Nodes are the building blocks of your journey. Each node has a type field that determines its behavior, and some node types have a secondary discriminator. Here’s the full set:
Node type
Description
trigger
Entry point. Discriminated by trigger_type: api-invoke or segment.
send
Send a notification using a journey-scoped template. References the template via message.template.
delay
Pause the run. Discriminated by mode: duration (e.g., "PT1H" for one hour) or until (a specific timestamp).
fetch
Make an HTTP request and merge the response into run state. Discriminated by method: get, delete, post, or put.
branch
Conditional routing. Evaluates paths[] in order and routes to the first match, with a default fallback.
throttle
Rate-limit runs. Discriminated by scope: user, global, or dynamic.
ai
Run an LLM prompt with optional web search. Returns structured output per output_schema.
Several node types support a conditions field for conditional execution. Conditions are expressed as tuples:
Binary (3 elements): [path, operator, value], for example ["data.plan", "is equal", "pro"]
Unary (2 elements): [path, operator], for example ["data.email", "exists"]
Available operators for binary conditions: is equal, is not equal, contains, does not contain, starts with, ends with, greater than, greater than or equal, less than, less than or equal.Available operators for unary conditions: exists, does not exist.Conditions can be grouped with AND / OR logic, and groups can be nested for complex expressions.
Here’s the typical process for building a journey programmatically.
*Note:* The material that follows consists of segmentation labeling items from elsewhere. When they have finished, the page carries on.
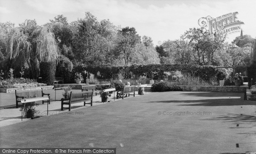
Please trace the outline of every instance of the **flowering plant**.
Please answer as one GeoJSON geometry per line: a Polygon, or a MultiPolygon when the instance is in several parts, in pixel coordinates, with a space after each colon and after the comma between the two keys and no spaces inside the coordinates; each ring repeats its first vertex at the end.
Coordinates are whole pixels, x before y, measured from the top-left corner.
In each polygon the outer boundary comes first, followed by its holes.
{"type": "Polygon", "coordinates": [[[100,93],[100,97],[108,98],[111,96],[111,94],[110,94],[109,92],[105,92],[103,90],[102,90],[99,93],[100,93]]]}
{"type": "Polygon", "coordinates": [[[233,77],[233,78],[235,81],[241,81],[242,79],[241,73],[239,73],[239,74],[238,73],[236,73],[234,77],[233,77]]]}
{"type": "Polygon", "coordinates": [[[75,73],[75,79],[82,80],[83,77],[82,76],[81,73],[76,72],[76,73],[75,73]]]}
{"type": "Polygon", "coordinates": [[[69,86],[64,87],[64,92],[62,93],[62,95],[65,98],[69,98],[71,92],[71,87],[69,86]]]}

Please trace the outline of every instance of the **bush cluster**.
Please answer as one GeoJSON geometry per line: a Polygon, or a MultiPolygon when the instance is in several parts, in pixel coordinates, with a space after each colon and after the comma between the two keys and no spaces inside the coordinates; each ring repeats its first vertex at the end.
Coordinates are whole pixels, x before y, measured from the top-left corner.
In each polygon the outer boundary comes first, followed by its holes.
{"type": "Polygon", "coordinates": [[[34,87],[45,86],[46,86],[45,83],[38,83],[34,80],[29,79],[15,78],[4,80],[0,81],[0,88],[4,88],[34,87]]]}
{"type": "Polygon", "coordinates": [[[70,83],[72,69],[72,63],[68,58],[61,56],[56,68],[56,77],[63,77],[64,83],[70,83]]]}
{"type": "Polygon", "coordinates": [[[247,68],[248,74],[248,86],[250,88],[251,85],[255,85],[256,83],[256,62],[247,68]],[[251,81],[251,79],[253,79],[251,81]]]}
{"type": "Polygon", "coordinates": [[[171,82],[168,81],[157,82],[152,85],[152,92],[163,92],[170,91],[181,91],[182,89],[171,82]]]}
{"type": "Polygon", "coordinates": [[[43,83],[51,85],[55,78],[55,63],[42,62],[40,63],[40,74],[43,83]]]}
{"type": "Polygon", "coordinates": [[[252,92],[252,94],[256,94],[256,85],[251,86],[250,90],[252,92]]]}
{"type": "Polygon", "coordinates": [[[115,87],[116,88],[116,91],[121,91],[125,86],[124,83],[117,80],[113,80],[111,83],[111,85],[112,87],[115,87]]]}

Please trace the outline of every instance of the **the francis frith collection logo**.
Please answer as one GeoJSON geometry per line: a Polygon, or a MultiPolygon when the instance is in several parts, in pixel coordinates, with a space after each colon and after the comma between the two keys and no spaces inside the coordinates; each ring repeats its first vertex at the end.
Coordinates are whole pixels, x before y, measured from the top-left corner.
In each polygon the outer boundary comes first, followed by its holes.
{"type": "Polygon", "coordinates": [[[209,30],[210,32],[217,32],[220,34],[226,34],[241,31],[241,25],[244,22],[238,20],[238,12],[229,13],[215,18],[208,16],[198,20],[201,27],[209,30]]]}

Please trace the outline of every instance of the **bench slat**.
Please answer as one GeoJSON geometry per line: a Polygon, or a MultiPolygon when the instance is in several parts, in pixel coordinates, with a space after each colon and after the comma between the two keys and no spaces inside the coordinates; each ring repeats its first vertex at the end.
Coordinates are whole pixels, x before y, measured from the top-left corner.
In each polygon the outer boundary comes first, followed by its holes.
{"type": "Polygon", "coordinates": [[[49,98],[48,96],[44,96],[43,97],[40,97],[25,98],[25,99],[21,100],[20,102],[22,103],[28,103],[28,102],[40,101],[41,100],[49,100],[49,98]]]}

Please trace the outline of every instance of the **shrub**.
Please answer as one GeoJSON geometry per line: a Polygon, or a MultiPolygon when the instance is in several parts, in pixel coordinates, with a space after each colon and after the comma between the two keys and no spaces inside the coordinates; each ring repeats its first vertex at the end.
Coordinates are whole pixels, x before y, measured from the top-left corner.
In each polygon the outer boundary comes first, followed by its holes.
{"type": "Polygon", "coordinates": [[[40,76],[43,83],[47,85],[53,83],[55,79],[55,63],[42,62],[40,63],[40,76]]]}
{"type": "Polygon", "coordinates": [[[256,85],[251,86],[250,88],[252,94],[256,94],[256,85]]]}
{"type": "Polygon", "coordinates": [[[219,68],[216,74],[216,79],[218,80],[223,80],[229,76],[227,70],[225,68],[219,68]]]}
{"type": "Polygon", "coordinates": [[[210,78],[209,81],[206,81],[201,77],[193,74],[183,74],[179,80],[173,81],[172,83],[176,85],[183,86],[184,85],[189,86],[218,86],[218,83],[213,77],[210,78]]]}
{"type": "Polygon", "coordinates": [[[252,65],[247,68],[248,74],[248,86],[249,88],[251,85],[253,85],[256,83],[256,62],[254,62],[252,65]],[[251,79],[253,79],[252,81],[251,79]]]}
{"type": "Polygon", "coordinates": [[[21,79],[14,78],[6,79],[0,83],[0,88],[18,88],[45,86],[46,84],[38,83],[35,80],[29,79],[21,79]]]}
{"type": "Polygon", "coordinates": [[[181,91],[181,88],[172,83],[168,81],[157,82],[152,85],[152,92],[163,92],[170,91],[181,91]]]}
{"type": "Polygon", "coordinates": [[[63,77],[64,83],[70,83],[72,69],[72,62],[68,58],[62,56],[56,68],[56,77],[63,77]]]}
{"type": "Polygon", "coordinates": [[[111,85],[116,88],[116,91],[121,91],[125,86],[125,84],[119,80],[113,80],[111,83],[111,85]]]}

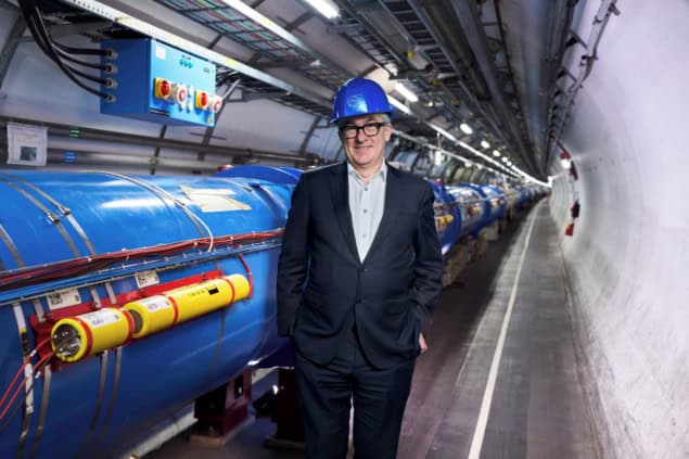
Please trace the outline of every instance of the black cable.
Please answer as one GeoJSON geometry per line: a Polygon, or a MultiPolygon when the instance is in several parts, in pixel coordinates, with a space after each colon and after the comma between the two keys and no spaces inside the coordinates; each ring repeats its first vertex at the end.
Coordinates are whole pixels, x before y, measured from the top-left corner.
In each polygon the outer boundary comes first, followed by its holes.
{"type": "Polygon", "coordinates": [[[53,41],[53,44],[60,48],[62,51],[69,52],[72,54],[88,54],[88,55],[107,55],[110,54],[109,50],[103,50],[100,48],[72,48],[66,44],[59,43],[58,41],[53,41]]]}
{"type": "MultiPolygon", "coordinates": [[[[58,55],[58,53],[55,52],[53,46],[52,46],[52,41],[50,39],[50,37],[48,36],[48,33],[46,30],[46,25],[43,24],[43,21],[40,16],[40,11],[38,10],[38,7],[36,5],[35,1],[30,1],[31,4],[28,4],[29,1],[28,0],[20,0],[20,7],[22,8],[22,13],[24,14],[24,17],[26,20],[26,24],[28,25],[29,29],[31,30],[31,34],[34,35],[34,38],[36,39],[36,43],[39,46],[39,48],[43,51],[43,53],[46,53],[55,64],[58,64],[58,66],[63,71],[63,73],[72,80],[74,81],[76,85],[78,85],[80,88],[87,90],[88,92],[95,94],[100,98],[103,99],[110,99],[112,95],[107,94],[105,92],[99,91],[97,89],[93,89],[87,85],[85,85],[84,82],[79,81],[74,74],[76,73],[77,75],[80,75],[82,77],[86,78],[85,74],[81,72],[76,71],[74,67],[66,65],[65,63],[62,62],[62,60],[60,59],[60,56],[58,55]],[[76,72],[75,72],[76,71],[76,72]]],[[[91,79],[91,78],[89,78],[91,79]]]]}
{"type": "Polygon", "coordinates": [[[82,65],[85,67],[91,67],[91,68],[98,68],[100,71],[105,71],[109,68],[109,65],[106,64],[100,64],[100,63],[95,63],[95,62],[87,62],[87,61],[81,61],[80,59],[76,59],[75,56],[66,53],[65,51],[63,51],[62,49],[60,49],[59,43],[56,41],[51,41],[53,44],[53,49],[58,52],[58,54],[60,54],[60,56],[62,59],[66,59],[69,62],[74,62],[77,65],[82,65]]]}

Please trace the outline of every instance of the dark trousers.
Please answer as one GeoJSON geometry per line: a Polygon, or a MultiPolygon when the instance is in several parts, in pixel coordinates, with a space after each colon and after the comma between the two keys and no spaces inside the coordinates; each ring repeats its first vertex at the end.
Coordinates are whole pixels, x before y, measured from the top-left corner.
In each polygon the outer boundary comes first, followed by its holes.
{"type": "Polygon", "coordinates": [[[306,457],[346,457],[352,400],[355,458],[394,459],[414,364],[416,359],[409,359],[384,370],[371,367],[354,332],[326,366],[297,352],[295,373],[306,457]]]}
Each step builds on the previous one, so follow them in order:
Create the journey shell with POST /journeys. Pass a name and at least one node (typically a trigger). This gives you a journey ID and a draft you can build on.
Create journey-scoped templates with POST /journeys/{id}/templates. These are the notification templates your send nodes will reference. Define the content using Elemental format and specify the channel (email, sms, push, etc.).
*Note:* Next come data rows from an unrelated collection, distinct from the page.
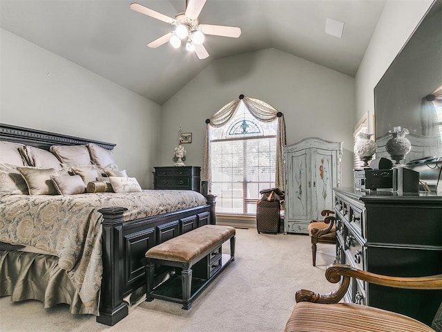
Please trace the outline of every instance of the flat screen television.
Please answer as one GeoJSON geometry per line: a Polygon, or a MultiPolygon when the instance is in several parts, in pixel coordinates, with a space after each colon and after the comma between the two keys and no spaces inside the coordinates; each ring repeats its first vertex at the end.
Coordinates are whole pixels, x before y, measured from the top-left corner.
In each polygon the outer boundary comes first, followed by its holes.
{"type": "Polygon", "coordinates": [[[390,158],[389,131],[406,128],[403,163],[442,157],[442,0],[436,0],[374,88],[376,157],[390,158]]]}

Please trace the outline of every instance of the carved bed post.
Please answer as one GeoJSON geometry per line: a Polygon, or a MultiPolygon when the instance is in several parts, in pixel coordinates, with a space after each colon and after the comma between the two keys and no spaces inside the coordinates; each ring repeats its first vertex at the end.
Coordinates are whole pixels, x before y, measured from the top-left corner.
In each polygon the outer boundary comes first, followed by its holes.
{"type": "Polygon", "coordinates": [[[98,210],[104,220],[102,221],[103,279],[97,322],[108,326],[115,325],[128,313],[128,304],[123,302],[122,216],[126,210],[126,208],[105,208],[98,210]]]}
{"type": "Polygon", "coordinates": [[[206,201],[207,204],[210,205],[210,223],[215,225],[216,223],[216,216],[215,214],[215,205],[216,205],[216,196],[209,194],[206,195],[206,201]]]}

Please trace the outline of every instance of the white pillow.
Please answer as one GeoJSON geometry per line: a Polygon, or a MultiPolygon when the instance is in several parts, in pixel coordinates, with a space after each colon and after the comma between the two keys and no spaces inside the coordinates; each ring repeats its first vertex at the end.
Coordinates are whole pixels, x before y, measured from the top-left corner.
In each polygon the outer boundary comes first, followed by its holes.
{"type": "Polygon", "coordinates": [[[104,149],[94,143],[88,144],[92,162],[100,167],[106,167],[115,163],[112,151],[104,149]]]}
{"type": "Polygon", "coordinates": [[[23,144],[0,140],[0,163],[24,166],[25,162],[19,151],[23,146],[23,144]]]}
{"type": "Polygon", "coordinates": [[[86,192],[86,185],[79,175],[51,176],[50,179],[60,195],[75,195],[86,192]]]}
{"type": "Polygon", "coordinates": [[[115,192],[141,192],[142,189],[135,178],[109,176],[112,189],[115,192]]]}
{"type": "Polygon", "coordinates": [[[52,145],[49,150],[64,164],[92,164],[89,149],[86,145],[52,145]]]}

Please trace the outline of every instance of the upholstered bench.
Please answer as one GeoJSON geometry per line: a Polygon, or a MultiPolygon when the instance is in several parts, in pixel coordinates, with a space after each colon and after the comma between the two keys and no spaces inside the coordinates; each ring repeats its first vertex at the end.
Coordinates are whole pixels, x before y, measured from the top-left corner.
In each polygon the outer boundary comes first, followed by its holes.
{"type": "Polygon", "coordinates": [[[205,225],[155,246],[146,252],[146,300],[182,303],[188,310],[193,299],[234,259],[235,228],[229,226],[205,225]],[[230,256],[222,252],[228,239],[230,256]],[[153,288],[157,264],[182,270],[153,288]]]}

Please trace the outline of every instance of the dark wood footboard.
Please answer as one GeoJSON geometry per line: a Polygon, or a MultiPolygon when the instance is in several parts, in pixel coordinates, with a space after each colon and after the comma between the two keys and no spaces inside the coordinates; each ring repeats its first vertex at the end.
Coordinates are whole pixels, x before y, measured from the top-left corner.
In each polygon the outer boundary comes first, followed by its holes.
{"type": "Polygon", "coordinates": [[[144,255],[151,248],[180,234],[215,224],[215,198],[208,204],[130,221],[124,208],[99,210],[103,228],[103,279],[97,322],[112,326],[128,315],[123,298],[145,286],[144,255]]]}

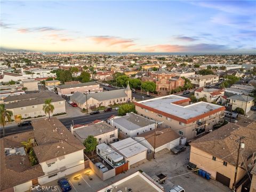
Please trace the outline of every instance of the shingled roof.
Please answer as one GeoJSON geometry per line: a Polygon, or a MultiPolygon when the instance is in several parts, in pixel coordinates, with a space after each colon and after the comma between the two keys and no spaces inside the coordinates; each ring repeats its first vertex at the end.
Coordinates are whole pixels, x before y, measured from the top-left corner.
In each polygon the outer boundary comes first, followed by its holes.
{"type": "MultiPolygon", "coordinates": [[[[235,165],[238,147],[236,140],[240,137],[245,137],[243,142],[246,147],[242,152],[244,158],[247,159],[256,151],[256,145],[254,142],[256,138],[256,122],[251,119],[246,119],[246,121],[238,122],[236,124],[231,123],[227,124],[191,142],[190,145],[213,156],[235,165]]],[[[243,159],[240,158],[239,163],[242,162],[243,159]]]]}

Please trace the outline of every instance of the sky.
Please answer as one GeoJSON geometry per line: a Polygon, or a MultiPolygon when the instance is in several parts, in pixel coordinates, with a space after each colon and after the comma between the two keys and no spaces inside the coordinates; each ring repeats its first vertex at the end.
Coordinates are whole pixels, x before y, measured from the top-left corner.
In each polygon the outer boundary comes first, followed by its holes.
{"type": "Polygon", "coordinates": [[[256,1],[1,1],[1,46],[46,52],[256,53],[256,1]]]}

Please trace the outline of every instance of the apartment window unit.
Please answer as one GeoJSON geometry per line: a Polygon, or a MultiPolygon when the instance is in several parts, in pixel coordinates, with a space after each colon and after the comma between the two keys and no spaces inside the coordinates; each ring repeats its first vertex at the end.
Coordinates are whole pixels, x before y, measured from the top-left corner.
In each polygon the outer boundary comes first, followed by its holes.
{"type": "Polygon", "coordinates": [[[157,114],[157,116],[159,117],[163,117],[163,116],[162,115],[160,115],[160,114],[157,114]]]}
{"type": "Polygon", "coordinates": [[[51,177],[53,177],[56,175],[58,175],[58,173],[51,174],[51,175],[48,176],[48,178],[51,178],[51,177]]]}

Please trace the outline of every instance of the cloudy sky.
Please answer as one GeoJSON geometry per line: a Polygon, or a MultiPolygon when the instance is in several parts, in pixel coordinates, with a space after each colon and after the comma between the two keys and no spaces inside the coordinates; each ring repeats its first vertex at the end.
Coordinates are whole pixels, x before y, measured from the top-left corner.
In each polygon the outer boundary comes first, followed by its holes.
{"type": "Polygon", "coordinates": [[[1,1],[1,46],[255,53],[255,1],[1,1]]]}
Wire templates into the journey with PUT /journeys/{id}. Replace the draft with your full node graph, including send nodes that reference the template IDs you created in step 2.
Publish with POST /journeys/{id}/publish. This locks in the current draft as a versioned snapshot. All new runs execute against the published version.
Invoke with POST /journeys/{id}/invoke. Pass a user_id (or profile with contact info) and optional data payload. Courier starts a run that walks through the DAG.
The invoke call returns a runId immediately (HTTP 202). Courier processes the run asynchronously, validating data against the trigger’s JSON Schema and walking through the DAG.
These two template types serve different purposes and are managed differently.Journey-scoped templates are created under POST /journeys/{id}/templates and live exclusively within that journey. They use Elemental format for content, can’t be shared across journeys, and can’t be referenced from the Send API. They’re published either alongside the journey (when you publish the journey itself) or independently via their own publish endpoint.Workspace templates are the ones you create at POST /notifications or in Design Studio. They live at the workspace level, can be used from the Send API, and aren’t tied to any specific journey.If you need a template that’s reusable across multiple journeys or callable from the Send API, use a workspace template. If the template is specific to one journey’s logic, keep it scoped to the journey.